Se non che, appena uno si riprende dall’emozione e magari si fa venire lo sghiribizzo di comprare il catalogo, ecco la covidite 19 in agguato.  
A causa dei regolamenti sul morbo, il visitatore il catalogo può comprarlo solo all'entrata al pianterreno, dove c'è il custode che lo vende. Se, come normalmente accade, lo volesse fare dopo aver visitato la mostra, che è al piano superiore, deve riscendere in basso, pagarlo senza poterlo prima consultare altrimenti lo infetta, e poi risalire
di sopra dove c'è l'unica uscita. Una faticaccia.
Però c'è anche la possibilità di chiederlo al custode all'uscita, il quale chiamerà il collega dell'ingresso, che salirà con una copia per il visitatore il quale potrà acquistarlo dopo aver firmato una ricevuta. Semplicissimo, no?

Red Head Sicily. Per concludere, e lasciamo da parte per un momento il Covid, sul Venerdì di Repubblica del 25 settembre, leggiamo la notizia, certo di scarso interesse culturale, ma che possiamo senz’altro definire di colore, che a Favignana si è tenuto un convegno di rossi (capelli, non politica) con degustazione di vini (rossi, non bianchi), assaggi di tonno (rosso, non pinnagialla) e puntualizzazioni mediche a uso e consumo dei rutiliani (i rossi).
Eccole:
1. Il gene dei capelli rossi è apparso circa ventimila anni fa, che è un batter di ciglia nella nostra evoluzione, e si prevede che verrà riassorbito estinguendosi entro pochi secoli.
 2. I rossi non sono più del tre per cento della razza umana.
 3. Pare che siano più reattivi al dolore e quindi abbiano bisogno di anestesie più forti.

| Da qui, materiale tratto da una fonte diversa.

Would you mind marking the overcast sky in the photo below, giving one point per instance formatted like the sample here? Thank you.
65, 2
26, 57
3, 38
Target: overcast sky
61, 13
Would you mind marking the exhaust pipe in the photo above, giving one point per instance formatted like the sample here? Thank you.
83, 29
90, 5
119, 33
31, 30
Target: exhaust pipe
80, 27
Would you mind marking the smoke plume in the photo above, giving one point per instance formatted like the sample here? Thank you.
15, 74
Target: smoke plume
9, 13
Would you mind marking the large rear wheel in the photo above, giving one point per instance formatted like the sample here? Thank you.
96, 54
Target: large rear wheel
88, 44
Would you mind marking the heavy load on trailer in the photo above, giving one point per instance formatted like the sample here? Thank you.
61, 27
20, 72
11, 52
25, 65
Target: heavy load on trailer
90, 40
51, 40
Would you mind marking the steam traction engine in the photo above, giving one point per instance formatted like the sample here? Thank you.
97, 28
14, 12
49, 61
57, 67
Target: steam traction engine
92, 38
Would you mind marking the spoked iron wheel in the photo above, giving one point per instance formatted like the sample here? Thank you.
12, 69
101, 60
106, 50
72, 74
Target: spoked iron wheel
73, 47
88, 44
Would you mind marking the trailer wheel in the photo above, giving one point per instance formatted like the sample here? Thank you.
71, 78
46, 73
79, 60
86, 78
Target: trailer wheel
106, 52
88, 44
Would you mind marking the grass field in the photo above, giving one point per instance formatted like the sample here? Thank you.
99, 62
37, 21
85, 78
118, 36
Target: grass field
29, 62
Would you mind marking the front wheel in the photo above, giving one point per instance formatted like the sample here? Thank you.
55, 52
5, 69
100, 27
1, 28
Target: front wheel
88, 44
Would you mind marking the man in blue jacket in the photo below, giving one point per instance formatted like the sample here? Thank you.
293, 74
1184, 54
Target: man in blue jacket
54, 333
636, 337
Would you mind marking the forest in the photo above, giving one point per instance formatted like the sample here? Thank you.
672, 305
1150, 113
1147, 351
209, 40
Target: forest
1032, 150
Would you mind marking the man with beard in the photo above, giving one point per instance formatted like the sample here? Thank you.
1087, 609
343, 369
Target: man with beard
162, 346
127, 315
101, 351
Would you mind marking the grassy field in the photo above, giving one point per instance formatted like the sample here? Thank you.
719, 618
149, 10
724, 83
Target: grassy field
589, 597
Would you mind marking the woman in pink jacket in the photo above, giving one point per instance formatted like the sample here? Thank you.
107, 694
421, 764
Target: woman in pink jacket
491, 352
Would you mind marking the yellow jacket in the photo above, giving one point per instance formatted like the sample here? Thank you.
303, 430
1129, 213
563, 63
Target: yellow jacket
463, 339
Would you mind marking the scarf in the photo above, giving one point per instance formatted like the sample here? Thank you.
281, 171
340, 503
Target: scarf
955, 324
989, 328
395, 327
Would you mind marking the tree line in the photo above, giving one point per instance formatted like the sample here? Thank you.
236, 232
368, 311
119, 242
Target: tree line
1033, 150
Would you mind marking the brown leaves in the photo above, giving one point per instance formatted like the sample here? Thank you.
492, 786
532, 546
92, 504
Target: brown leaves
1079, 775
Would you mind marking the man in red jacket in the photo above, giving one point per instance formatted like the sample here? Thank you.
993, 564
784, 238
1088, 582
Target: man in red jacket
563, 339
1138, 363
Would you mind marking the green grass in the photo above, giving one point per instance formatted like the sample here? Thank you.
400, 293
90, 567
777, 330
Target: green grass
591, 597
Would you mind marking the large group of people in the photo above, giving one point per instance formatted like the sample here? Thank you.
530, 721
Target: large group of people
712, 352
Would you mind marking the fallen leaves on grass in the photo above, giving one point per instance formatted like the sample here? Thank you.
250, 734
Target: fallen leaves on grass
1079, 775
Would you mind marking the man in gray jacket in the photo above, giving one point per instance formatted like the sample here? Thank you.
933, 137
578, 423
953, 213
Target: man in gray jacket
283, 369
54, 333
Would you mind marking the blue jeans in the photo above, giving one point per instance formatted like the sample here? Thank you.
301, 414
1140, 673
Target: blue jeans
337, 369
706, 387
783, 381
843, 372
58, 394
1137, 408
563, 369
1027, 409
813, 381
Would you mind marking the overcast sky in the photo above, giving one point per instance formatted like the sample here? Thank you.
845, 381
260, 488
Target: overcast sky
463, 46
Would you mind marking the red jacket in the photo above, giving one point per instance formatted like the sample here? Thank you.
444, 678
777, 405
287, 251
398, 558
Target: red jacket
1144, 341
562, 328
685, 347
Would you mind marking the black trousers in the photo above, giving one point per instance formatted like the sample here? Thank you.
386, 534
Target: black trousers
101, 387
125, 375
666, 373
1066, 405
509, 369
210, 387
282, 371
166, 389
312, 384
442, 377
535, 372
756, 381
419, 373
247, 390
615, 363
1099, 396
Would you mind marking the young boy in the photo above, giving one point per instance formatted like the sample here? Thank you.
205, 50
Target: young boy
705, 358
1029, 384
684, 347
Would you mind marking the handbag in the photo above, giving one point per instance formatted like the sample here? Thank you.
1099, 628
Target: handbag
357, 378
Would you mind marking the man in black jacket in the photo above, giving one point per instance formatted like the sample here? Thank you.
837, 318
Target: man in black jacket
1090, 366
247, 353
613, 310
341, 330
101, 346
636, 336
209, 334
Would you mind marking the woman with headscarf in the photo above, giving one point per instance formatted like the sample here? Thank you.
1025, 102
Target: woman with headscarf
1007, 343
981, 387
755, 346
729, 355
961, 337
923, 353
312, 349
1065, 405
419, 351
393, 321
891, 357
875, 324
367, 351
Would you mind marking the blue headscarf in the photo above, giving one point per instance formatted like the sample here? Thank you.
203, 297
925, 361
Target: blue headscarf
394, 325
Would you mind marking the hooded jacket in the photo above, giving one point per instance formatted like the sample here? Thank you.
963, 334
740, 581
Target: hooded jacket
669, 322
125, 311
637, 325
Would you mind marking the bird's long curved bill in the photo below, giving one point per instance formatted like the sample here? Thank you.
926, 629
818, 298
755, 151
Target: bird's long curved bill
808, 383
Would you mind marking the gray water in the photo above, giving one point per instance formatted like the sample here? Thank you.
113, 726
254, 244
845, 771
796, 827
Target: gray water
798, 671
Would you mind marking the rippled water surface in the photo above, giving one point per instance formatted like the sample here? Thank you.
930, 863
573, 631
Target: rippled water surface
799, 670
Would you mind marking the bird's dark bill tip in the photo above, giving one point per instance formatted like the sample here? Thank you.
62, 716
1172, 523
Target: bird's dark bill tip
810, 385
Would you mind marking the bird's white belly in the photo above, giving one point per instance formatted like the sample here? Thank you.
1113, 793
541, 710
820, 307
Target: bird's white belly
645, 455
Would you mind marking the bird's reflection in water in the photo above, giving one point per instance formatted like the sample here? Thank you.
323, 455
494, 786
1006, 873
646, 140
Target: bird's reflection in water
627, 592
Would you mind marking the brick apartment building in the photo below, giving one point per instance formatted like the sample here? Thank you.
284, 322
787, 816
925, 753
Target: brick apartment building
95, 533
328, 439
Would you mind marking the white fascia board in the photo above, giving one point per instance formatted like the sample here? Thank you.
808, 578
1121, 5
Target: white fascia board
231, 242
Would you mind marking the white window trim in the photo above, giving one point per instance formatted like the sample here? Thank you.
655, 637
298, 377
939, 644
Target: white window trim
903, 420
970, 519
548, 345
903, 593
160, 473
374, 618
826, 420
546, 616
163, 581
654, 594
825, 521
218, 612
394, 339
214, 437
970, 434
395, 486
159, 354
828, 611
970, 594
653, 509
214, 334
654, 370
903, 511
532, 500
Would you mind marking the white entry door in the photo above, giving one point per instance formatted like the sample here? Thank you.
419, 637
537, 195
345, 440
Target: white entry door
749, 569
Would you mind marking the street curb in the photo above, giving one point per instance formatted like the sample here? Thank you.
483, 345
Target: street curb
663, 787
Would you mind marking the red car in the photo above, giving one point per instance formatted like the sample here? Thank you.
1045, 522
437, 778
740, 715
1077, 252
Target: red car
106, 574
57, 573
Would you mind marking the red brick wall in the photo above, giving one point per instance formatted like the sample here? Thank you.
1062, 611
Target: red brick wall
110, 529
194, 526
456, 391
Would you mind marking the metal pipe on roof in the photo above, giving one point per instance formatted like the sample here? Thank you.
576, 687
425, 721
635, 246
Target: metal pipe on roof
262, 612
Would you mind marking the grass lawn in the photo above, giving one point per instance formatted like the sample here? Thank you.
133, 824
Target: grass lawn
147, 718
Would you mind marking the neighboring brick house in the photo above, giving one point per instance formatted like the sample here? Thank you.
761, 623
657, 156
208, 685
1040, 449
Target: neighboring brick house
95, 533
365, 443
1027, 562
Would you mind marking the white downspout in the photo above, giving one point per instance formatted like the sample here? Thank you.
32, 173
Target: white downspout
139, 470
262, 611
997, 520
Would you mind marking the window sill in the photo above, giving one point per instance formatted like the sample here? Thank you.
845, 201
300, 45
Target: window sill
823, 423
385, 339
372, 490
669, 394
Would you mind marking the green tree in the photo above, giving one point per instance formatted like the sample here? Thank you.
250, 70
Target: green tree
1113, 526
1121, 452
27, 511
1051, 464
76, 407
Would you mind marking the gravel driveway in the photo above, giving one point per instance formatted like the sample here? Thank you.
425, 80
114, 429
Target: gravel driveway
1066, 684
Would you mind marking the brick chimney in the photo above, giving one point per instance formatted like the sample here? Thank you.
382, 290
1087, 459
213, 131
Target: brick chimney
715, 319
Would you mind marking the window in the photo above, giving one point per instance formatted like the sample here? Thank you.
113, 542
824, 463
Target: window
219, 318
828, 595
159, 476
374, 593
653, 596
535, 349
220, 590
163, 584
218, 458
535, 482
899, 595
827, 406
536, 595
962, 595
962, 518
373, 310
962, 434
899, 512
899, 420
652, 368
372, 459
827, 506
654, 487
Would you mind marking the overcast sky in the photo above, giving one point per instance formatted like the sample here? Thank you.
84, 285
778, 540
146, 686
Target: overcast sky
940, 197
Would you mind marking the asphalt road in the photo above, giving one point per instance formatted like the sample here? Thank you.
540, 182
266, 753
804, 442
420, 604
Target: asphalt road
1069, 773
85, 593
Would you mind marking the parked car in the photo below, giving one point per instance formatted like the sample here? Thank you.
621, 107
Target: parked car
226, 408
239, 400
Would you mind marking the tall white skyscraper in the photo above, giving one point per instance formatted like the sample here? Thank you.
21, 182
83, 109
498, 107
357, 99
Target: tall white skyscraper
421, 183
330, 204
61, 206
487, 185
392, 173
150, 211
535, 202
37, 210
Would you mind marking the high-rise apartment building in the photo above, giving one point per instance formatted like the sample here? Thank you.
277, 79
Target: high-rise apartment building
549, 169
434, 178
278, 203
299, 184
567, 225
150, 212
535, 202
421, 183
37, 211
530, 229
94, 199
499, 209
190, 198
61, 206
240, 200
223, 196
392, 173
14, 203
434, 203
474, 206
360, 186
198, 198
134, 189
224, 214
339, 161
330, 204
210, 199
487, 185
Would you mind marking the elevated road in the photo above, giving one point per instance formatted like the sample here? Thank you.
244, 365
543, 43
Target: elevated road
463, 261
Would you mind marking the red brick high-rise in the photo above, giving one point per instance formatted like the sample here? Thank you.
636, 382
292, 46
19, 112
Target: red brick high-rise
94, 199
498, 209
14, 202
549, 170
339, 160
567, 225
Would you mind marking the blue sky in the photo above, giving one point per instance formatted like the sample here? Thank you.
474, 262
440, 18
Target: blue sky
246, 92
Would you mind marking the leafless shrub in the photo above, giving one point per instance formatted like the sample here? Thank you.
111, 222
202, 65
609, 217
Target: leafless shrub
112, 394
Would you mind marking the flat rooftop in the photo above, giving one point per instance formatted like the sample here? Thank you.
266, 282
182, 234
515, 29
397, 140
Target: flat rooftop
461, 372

4. Per ultimo, oltre al fatto di essere da sempre considerati diversi e quindi sottoposti a sberleffi da piccoli e a persecuzioni da grandi (compreso il rogo sotto l’inquisizione, soprattutto le donne, per sospetta stregoneria), i rutiliani si trovano al giorno d’oggi, e questo naturalmente riguarda solo gli uomini, a non essere neanche considerati come donatori dalle banche del seme, perché tanto il loro non lo vuole nessuno.